Quando o Dom viu sua prova, levantou imediatamente.

- Ué, Professor! Pirou? Fiz dez pontos na ortografia. Mas errei todas. Tá aqui ó, todas com x, de errado, o senhor mesmo que anotou.

- É isso mesmo, Dom. Sua nota tá certa. Dez pontos. E é verdade, você errou todas. Mas errou por querer, querendo. E se errou de propósito, sabia como escrever corretamente. Olha só como você escreveu: dessibeu, cazamento, inwalidassao.

- Mas, Professor!

- Bizarro demais, meu querido! Pelos erros, entendi que você dominava a grafia de cada uma. Então seu dez é merecido. Parabéns!

- Fala sério, Professor! Nem boto uma fé...

- E vocês todos, ouçam bem: nas próximas, não adianta virem com conversinha de que erraram de caso pensado pra fazer os dez pontos! Conheço cada um de vocês muito bem. E vale pro senhor também, Dom! Querendo ou não, de agora em diante, se errar todas é zero!
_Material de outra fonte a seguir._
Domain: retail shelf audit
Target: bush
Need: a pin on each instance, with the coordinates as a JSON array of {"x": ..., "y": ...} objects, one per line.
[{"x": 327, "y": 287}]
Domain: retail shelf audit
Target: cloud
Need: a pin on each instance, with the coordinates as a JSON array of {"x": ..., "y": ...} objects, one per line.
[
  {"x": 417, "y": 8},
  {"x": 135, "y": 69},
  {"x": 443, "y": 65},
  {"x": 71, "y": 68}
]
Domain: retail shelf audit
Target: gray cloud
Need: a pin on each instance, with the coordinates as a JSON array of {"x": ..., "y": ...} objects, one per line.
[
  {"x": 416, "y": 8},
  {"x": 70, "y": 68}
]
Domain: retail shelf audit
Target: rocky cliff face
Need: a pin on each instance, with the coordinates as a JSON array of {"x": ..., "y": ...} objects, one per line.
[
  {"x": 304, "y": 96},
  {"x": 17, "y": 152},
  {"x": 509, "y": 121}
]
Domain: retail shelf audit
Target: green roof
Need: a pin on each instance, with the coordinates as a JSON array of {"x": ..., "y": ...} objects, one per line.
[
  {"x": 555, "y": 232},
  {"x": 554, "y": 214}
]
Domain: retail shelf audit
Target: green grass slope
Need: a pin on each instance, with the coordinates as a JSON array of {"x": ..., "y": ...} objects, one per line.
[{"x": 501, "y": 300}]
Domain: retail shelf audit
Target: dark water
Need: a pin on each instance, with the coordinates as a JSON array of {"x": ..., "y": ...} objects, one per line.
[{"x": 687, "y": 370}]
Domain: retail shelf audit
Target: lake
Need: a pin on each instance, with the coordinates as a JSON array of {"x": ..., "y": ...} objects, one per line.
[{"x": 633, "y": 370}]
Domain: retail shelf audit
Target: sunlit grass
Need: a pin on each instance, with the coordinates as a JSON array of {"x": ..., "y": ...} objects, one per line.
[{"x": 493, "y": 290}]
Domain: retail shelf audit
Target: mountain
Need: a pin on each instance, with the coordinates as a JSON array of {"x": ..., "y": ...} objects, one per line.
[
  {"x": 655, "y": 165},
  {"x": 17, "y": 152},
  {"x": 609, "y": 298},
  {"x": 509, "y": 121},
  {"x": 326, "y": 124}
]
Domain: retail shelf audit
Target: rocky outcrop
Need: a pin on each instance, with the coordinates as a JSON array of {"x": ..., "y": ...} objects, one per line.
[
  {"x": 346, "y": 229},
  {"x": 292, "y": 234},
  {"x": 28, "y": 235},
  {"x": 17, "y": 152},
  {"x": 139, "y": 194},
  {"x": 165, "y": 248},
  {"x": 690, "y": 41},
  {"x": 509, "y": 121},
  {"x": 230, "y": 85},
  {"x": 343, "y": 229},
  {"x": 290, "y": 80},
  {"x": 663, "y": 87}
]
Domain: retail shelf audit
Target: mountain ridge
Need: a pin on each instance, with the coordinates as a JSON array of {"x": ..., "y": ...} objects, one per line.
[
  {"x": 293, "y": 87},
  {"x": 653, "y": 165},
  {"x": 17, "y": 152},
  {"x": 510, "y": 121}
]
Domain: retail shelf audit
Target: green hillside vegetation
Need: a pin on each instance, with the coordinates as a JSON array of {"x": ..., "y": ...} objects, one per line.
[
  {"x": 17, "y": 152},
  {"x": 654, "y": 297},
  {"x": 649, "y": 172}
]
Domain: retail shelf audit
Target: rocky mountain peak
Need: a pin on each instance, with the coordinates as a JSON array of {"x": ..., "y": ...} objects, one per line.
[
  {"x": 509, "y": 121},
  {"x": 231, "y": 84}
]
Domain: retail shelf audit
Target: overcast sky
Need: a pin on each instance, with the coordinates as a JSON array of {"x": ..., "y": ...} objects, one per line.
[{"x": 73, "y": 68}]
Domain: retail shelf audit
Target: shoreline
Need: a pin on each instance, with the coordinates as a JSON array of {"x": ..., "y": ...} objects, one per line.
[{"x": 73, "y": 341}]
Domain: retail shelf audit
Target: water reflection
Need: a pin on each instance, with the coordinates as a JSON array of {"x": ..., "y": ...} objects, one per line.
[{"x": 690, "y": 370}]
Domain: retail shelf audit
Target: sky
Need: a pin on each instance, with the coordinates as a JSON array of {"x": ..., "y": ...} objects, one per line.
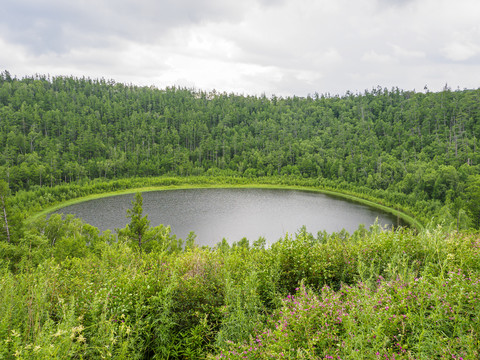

O Dom e o Educador mantem contato até hoje. Trocam ideia no zap de vez em quando. Em junho, o Dom fez 29. O Educador mandou um rascunho dessa história pra ele, de presente.

Ele escreveu que se sentia lisonjeado. Olha a palavra que o cara usou, vocabulário refinado, grafia perfeita!

O Educador se sentiu mais ainda. Feliz demais por ter tido a oportunidade de se dedicar à excelsa e apaixonante arte de ensinar, do latim insignare (in=em + signum=marca, sinal).

Colocar sinal, deixar marca em, gravar! Tatuar na mente e no coração!